Background: B cells play a critical role in knee osteoarthritis (KOA), however, the heterogeneity, activation mechanisms, and their contribution to cartilage damage in KOA joints are still not fully understood.
Methods: We performed single-cell RNA sequencing (scRNA-seq) on joint tissues from 9 healthy controls and 21 KOA patients, integrating transcriptomic profiling, pseudotime trajectory analysis, and ligand-receptor interaction mapping. Key findings were validated using immunohistochemistry, Western blotting, in vitro co-culture systems, and a murine KOA model induced by anterior cruciate ligament transection and destabilization of the medial meniscus (ACLT + DMM).

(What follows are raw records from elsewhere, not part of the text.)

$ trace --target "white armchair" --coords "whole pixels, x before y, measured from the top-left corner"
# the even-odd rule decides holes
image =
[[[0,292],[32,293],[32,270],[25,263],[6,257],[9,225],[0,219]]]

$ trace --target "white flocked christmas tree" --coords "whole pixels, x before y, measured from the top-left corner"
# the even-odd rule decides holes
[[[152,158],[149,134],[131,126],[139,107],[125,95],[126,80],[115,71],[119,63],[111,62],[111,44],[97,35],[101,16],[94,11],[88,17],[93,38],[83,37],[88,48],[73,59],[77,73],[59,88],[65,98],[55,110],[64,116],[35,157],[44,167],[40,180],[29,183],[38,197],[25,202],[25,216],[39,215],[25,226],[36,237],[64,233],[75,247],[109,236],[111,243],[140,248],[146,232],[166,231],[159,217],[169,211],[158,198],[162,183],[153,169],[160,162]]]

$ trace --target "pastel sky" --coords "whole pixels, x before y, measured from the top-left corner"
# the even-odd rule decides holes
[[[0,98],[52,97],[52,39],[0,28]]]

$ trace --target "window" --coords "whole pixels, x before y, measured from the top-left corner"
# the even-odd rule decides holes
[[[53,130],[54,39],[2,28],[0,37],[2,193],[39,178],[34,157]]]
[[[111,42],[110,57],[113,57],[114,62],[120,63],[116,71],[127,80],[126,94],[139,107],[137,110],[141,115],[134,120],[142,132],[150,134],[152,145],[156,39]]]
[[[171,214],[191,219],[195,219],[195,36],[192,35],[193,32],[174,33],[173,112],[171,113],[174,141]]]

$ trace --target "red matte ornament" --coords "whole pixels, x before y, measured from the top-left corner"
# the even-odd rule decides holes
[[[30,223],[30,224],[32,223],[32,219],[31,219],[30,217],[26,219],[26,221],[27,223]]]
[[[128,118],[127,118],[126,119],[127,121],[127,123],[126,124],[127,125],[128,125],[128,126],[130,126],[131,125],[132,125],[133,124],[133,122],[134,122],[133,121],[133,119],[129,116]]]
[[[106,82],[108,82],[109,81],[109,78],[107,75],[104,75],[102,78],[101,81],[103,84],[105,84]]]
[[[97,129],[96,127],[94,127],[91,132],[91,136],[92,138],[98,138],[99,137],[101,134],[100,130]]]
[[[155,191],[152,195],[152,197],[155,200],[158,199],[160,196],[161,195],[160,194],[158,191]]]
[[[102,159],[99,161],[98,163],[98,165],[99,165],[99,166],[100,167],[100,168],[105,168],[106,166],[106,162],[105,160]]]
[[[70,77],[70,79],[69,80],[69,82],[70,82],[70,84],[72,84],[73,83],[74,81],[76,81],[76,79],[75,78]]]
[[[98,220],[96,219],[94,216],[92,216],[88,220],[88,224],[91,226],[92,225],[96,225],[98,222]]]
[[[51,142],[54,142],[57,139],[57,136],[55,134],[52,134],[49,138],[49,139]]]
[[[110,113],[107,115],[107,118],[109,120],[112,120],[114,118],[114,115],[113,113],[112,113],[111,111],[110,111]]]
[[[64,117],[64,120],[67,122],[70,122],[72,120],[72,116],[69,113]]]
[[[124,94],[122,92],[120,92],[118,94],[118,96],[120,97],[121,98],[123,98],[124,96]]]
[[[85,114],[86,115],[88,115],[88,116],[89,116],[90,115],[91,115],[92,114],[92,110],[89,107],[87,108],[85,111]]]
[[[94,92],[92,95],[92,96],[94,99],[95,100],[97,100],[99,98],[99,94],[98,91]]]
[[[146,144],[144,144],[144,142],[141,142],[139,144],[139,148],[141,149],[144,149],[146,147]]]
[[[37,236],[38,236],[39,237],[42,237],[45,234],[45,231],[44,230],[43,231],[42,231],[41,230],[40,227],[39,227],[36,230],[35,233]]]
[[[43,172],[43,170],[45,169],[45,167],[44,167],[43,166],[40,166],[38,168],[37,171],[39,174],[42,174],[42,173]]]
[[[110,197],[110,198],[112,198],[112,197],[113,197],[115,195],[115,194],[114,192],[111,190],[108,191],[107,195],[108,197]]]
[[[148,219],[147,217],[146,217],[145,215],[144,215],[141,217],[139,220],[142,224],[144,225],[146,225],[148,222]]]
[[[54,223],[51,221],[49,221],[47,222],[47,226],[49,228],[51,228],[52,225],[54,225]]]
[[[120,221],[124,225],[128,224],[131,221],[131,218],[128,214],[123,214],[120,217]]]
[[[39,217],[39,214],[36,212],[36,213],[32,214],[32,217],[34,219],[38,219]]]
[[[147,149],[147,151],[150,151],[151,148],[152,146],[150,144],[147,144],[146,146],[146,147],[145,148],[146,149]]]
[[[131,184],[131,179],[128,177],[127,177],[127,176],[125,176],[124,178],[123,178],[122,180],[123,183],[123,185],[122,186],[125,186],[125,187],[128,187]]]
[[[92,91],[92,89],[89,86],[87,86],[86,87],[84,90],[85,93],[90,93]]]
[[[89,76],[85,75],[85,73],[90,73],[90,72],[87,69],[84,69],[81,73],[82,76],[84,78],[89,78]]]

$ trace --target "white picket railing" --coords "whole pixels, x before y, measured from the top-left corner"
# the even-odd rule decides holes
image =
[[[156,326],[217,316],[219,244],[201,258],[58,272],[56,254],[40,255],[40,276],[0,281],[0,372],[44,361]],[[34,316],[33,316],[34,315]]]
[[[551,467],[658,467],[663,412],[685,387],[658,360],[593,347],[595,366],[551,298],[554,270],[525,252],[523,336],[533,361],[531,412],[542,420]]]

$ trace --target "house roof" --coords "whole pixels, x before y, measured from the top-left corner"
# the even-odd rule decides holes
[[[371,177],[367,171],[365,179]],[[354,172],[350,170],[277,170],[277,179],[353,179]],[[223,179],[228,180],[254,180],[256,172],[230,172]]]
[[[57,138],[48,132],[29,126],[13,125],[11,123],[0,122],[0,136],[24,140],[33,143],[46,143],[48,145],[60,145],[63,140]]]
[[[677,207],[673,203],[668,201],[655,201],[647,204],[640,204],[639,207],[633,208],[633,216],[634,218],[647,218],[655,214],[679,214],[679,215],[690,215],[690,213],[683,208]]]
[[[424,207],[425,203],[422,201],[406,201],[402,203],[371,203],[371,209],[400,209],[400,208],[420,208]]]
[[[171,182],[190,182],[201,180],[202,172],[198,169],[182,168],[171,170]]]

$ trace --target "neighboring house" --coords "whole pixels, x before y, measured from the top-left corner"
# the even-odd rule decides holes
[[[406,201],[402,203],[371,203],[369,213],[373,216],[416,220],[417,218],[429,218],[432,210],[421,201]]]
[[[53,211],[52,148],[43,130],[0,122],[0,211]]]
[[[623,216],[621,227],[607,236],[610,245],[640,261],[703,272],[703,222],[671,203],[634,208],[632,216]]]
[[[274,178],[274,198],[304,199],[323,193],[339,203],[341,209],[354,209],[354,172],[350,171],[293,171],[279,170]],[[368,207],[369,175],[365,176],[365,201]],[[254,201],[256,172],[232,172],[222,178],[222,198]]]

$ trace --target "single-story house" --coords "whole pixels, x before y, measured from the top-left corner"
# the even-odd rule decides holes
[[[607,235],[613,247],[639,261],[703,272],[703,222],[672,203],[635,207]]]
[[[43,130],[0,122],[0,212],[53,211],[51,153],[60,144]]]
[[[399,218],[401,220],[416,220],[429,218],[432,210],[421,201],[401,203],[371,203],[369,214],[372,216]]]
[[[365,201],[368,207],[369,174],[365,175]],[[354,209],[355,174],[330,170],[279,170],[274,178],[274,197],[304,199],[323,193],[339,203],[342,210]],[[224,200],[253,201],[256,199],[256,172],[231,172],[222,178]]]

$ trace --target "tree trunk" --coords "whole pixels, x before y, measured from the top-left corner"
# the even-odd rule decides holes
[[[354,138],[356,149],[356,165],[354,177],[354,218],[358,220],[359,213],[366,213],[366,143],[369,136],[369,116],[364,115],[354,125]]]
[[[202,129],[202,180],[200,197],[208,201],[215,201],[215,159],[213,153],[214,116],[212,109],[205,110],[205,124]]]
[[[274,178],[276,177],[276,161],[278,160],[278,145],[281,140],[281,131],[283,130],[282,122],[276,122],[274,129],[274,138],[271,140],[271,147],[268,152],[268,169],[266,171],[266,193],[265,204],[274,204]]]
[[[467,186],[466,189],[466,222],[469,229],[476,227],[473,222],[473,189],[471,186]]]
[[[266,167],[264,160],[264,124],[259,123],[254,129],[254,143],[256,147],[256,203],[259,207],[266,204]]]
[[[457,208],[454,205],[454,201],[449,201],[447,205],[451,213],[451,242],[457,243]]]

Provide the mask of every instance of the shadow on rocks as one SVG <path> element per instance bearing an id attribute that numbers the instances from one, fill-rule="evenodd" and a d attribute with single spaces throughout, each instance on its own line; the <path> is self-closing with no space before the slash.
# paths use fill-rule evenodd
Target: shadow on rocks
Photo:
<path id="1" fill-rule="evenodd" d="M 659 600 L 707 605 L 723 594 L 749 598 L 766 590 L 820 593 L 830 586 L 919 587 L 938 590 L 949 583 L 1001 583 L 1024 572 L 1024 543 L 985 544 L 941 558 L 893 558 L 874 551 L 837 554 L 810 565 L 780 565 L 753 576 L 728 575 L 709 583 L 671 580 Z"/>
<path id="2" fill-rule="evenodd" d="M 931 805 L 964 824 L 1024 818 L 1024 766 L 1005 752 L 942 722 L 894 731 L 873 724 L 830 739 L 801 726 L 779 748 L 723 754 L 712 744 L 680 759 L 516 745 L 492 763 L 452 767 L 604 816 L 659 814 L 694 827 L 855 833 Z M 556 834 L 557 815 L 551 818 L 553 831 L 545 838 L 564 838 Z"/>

Results: scRNA-seq analysis identified 31 cell clusters, with B cells showing marked enrichment in subchondral bone and synovium of KOA joints, particularly in older and female patients. Re-clustering of B cells revealed eight distinct subgroups, including pathogenic DERL3+ and CD79B+ B cell, which exhibited tissue-specific localization and stage-specific expansion during KOA progression. Pseudotime and regulon analyses highlighted JUN as a key transcription factor driving DERL3 + B cell differentiation. Fibroblasts emerged as critical regulators of B cell activation via MIF-(CD74 + CXCR4/CD44) signaling. Mechanistically, IL-1β-stimulated fibroblasts secreted MIF, inducing DERL3 expression in naïve B cells and may contribute to chondrocyte catabolic responses (increased MMP13, decreased COL2). Pharmacological inhibition of MIF reversed these effects in vitro and awas associated with reduced joint degeneration and improved gait and bone microarchitecture in KOA mice.
Conclusion: This study unveils a fibroblast-B cell crosstalk axis mediated by MIF signaling in KOA pathogenesis. Targeting MIF signaling may represent a promising therapeutic strategy to mitigate B cell-associated joint inflammation and structural alterations in KOA.